Dans Par-delà nature et culture, Descola propose ainsi une typologie des « ontologies » -naturalisme, animisme, totémisme, analogisme - qui décrit les grandes manières qu’ont les sociétés humaines de composer un monde. Le naturalisme occidental n’y est qu’un régime parmi d’autres : un dispositif intellectuel qui produit l’idée de nature comme extériorité, d’individus comme unités autonomes, et d’une humanité définie essentiellement par la rupture plus que par la relation. Cette grille de lecture ne fournit pas seulement un outillage anthropologique ; elle ouvre un espace théorique et spirituel pour penser différemment notre place dans le cosmos. En dévoilant la contingence du naturalisme, Descola rend à nouveau pensable une vision du monde où la relation prime sur l’objectivation, où les êtres se définissent par les liens qu’ils tissent, où la matière elle-même est porteuse de sens.


Autrement dit : il offre aux traditions religieuses - et singulièrement à la tradition catholique - la possibilité de relire leurs héritages à nouveaux frais, en assumant pleinement ce que l’on pourrait appeler une ontologie de la relation.

 

C’est dans ce contexte que s’inscrit la réflexion catholique contemporaine sur l’écologie. Loin d’être un simple prolongement moral ou environnemental, elle touche au cœur même de notre manière de comprendre la création. La notion d’écologie intégrale, promue par Laudato Si’ puis approfondie sous le pontificat de Léon XIV, rejoint de nombreux aspects de l’analyse de Descola : refus du dualisme nature/culture, attention au tissu relationnel du vivant, reconnaissance de la fragilité comme dimension constitutive de nos existences.
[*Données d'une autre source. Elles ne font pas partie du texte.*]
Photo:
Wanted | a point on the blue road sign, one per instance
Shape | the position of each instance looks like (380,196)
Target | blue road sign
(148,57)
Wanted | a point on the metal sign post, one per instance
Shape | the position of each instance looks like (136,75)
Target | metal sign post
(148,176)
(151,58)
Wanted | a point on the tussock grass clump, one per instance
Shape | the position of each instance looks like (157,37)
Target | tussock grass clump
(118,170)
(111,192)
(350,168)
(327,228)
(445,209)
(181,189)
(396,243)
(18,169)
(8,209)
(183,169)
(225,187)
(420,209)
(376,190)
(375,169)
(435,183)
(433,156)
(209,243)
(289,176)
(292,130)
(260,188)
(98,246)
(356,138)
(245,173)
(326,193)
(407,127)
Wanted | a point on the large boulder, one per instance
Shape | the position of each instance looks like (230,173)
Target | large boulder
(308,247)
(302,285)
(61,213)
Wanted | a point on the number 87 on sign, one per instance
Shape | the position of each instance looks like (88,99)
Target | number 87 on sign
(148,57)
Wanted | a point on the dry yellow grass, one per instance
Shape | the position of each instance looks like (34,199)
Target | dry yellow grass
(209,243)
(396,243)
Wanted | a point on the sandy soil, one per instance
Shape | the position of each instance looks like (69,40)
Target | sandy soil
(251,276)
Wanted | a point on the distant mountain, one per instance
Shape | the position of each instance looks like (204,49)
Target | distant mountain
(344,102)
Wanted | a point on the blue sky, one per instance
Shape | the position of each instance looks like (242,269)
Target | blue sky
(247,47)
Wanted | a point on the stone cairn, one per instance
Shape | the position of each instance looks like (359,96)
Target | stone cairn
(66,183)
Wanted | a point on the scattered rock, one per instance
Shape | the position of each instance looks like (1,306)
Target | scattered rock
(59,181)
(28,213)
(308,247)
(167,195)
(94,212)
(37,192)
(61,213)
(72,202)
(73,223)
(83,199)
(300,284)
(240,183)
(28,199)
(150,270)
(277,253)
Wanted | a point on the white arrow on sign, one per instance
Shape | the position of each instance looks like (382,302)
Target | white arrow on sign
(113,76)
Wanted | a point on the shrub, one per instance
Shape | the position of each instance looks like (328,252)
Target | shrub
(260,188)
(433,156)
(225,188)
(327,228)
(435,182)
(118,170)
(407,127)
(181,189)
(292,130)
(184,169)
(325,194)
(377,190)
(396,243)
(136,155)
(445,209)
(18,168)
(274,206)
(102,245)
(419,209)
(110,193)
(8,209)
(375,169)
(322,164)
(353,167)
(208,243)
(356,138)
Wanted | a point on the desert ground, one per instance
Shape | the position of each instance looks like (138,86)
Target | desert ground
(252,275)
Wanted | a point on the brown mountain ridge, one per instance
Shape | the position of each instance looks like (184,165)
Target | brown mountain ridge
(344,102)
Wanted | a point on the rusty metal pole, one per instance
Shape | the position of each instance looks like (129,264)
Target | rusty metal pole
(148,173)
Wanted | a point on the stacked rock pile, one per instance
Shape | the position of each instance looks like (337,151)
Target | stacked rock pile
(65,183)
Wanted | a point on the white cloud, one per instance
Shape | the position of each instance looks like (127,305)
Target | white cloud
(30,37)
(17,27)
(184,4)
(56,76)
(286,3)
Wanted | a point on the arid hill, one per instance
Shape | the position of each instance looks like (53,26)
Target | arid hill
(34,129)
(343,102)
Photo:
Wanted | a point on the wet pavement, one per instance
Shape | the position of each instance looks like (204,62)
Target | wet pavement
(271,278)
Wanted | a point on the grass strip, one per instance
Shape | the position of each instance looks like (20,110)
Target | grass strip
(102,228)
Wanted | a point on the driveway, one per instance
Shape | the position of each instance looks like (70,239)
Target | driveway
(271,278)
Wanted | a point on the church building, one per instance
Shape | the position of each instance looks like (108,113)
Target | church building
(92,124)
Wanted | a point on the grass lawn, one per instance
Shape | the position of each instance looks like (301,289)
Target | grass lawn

Loin de toute récupération superficielle, mobiliser Descola permet donc de donner une légitimité intellectuelle solide à l’effort théologique en cours : démontrer que la vision catholique de la création n’est pas une réaction à la modernité, mais une réponse structurée à ses impensés. Rappeler l’apport de Descola, c’est ainsi affirmer la pertinence de la pensée catholique dans le débat contemporain. Son anthropologie éclaire, par contraste, ce que l’Église propose aujourd’hui : non une spiritualité de la nature, ni une technocratie verte, mais une anthropologie relationnelle, profondément enracinée dans l’analogisme chrétien, où chaque être créé est signe, médiation et appel à la responsabilité.

 

C’est sur cette base que s’inscrit l’analyse proposée dans les pages qui suivent  et qui n’a d’autre ambition que de favoriser une discussion entre approches intellectuelles différentes mais qui peuvent être fécondes: une lecture croisée de l’évolution de la pensée catholique de la création et de la grille anthropologique de Philippe Descola, pour montrer comment l’Église contribue aujourd’hui à une recomposition du visible fidèle à sa tradition et pertinente pour le monde contemporain.

 

Les prémices d’une conscience écologique chrétienne

 

La prise de conscience écologique dans le monde chrétien ne date pas de l’encyclique Laudato Si’. Dès les années 1980-1990, un ensemble de minorités actives au sein du christianisme européen commençait à faire émerger une théologie de la création renouvelée.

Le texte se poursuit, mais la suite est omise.